April 25 (Bloomberg) -- Caterpillar Inc., the largest maker of construction and mining equipment, reported a gain in first- quarter revenue that missed analysts’ estimates as sales of construction equipment fell in China and Brazil.
Revenue climbed 23 percent to $16 billion, the Peoria, Illinois-based company said in a statement today. The average of 13 estimates compiled by Bloomberg was for $16.1 billion. Net income rose to $2.37 a share, beating the $2.13 average of 21 estimates. Caterpillar raised its full-year profit forecast while maintaining its projected 2012 revenue. The shares fell in pre-market trading in New York.
“They still reported a big number but lower than expected on near-term softness in China and Brazil,” Larry De Maria, a New York-based analyst for William Blair & Co. who recommends buying the shares, said in an interview. “There was no change to the topline guidance. People want to see the whole thing.”
Caterpillar said sales in developing nations this year will be lower than anticipated. China, the world’s largest user of metals and coal, in March cut its growth target to 7.5 percent for this year from 8 percent. Caterpillar’s sales of excavators there fell 51 percent in March from a year earlier, Jefferies & Co. said in an April 11 report that cited China Construction Machinery Association data.
Caterpillar fell 1.4 percent to $106.90 in New York at 8:50 a.m. before the start of regular trading.

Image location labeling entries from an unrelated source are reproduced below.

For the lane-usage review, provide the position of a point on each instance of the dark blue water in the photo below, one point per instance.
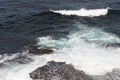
(22, 21)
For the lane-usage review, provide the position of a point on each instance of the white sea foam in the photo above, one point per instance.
(78, 49)
(83, 12)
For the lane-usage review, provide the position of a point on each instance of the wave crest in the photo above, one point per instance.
(83, 12)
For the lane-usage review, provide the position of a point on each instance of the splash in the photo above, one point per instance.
(83, 12)
(79, 49)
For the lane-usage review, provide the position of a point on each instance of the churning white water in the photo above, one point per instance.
(82, 48)
(83, 12)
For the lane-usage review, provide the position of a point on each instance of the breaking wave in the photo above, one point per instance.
(83, 48)
(83, 12)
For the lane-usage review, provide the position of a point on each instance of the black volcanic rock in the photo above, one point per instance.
(58, 71)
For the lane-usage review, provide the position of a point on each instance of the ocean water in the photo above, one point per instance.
(83, 33)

The company maintained its full-year sales forecast of $68 billion to $72 billion. Caterpillar raised its full-year profit outlook to about $9.50 a share. That compares with the previous projection of $9.25, and the $9.57 average estimate of 22 analysts.
Caterpillar’s operational execution to increase profit from new sales has improved, said Joel Levington, managing director of corporate credit at Brookfield Investment Management Inc. in New York.
“The operating leverage Caterpillar achieved was better than we expected, and demonstrates improvement in their processes, which can help the company sustain earnings momentum,” Levington said in an e-mail.
Caterpillar is selling more excavators, dozers and dump trucks as U.S. construction spending recovers and the global mining industry boosts investment to meet projected commodities demand. The volume of construction machines sold in the U.S. as replacements for older models is still as much as 60 percent below the prior peak that ran from about 2005 to 2007, De Maria said.
U.S. construction spending was 6 percent higher in February compared with a year earlier, U.S. Census Bureau data show. The Architecture Billings Index remained above 50 for the fifth consecutive month in March, a positive sign for non-residential construction and equipment demand in late 2012, according to Karen Ubelhart, a New York-based analyst at Bloomberg Industries.
Caterpillar expects to see a “tail wind” from U.S. and European customers replacing aging machinery, Chief Financial Ed Rapp said in a Feb. 2 interview. The company is two years into a recovery in the business cycle, he said.
The average age of the North American construction equipment rental fleet is about 52 months, close to the peak of about 53 months, Barclays Plc said in an April 16 report. An estimated 200,000 units need to be bought annually to maintain that age, Barclays said.
Caterpillar’s construction unit’s sales gained 45 percent to $19.7 billion last year, accounting for 33 percent of total revenue, according to data compiled by Bloomberg.
Chief Executive Officer Doug Oberhelman has also bet on growth in mining with the $8.8 billion purchase in July of Bucyrus International Inc. that added drag lines and drills to Caterpillar’s product line. The company received Chinese approval on April 17 to buy Hong Kong-based underground coal- mining equipment maker ERA Mining Machinery Ltd. for as much as HK$6.89 billion ($890 million).
Mining capital expenditure will increase by 11 percent in the next 12 months, Citigroup Inc. said in an April 17 report that cited a survey of mining companies. The forecast from a survey in the previous quarter was for an increase of 15 percent, Citigroup said.
While expansion of metals consumption in China may slow, aluminum and copper use still will expand by 7.2 percent and 5.9 percent this year respectively, according to data compiled by Bloomberg Industries.
“We’re seeing strong global demand for most mining products and significant growth in replacement demand for products in the United States, which more than offset slowing in China and Brazil,” Caterpillar Chairman and Chief Executive Officer Doug Oberhelman said in the statement.
(Caterpillar will hold a conference call at 11 a.m. New York time. Dial +1-877-216-8554 or +1-973-528-0009 and use pass code 5621.)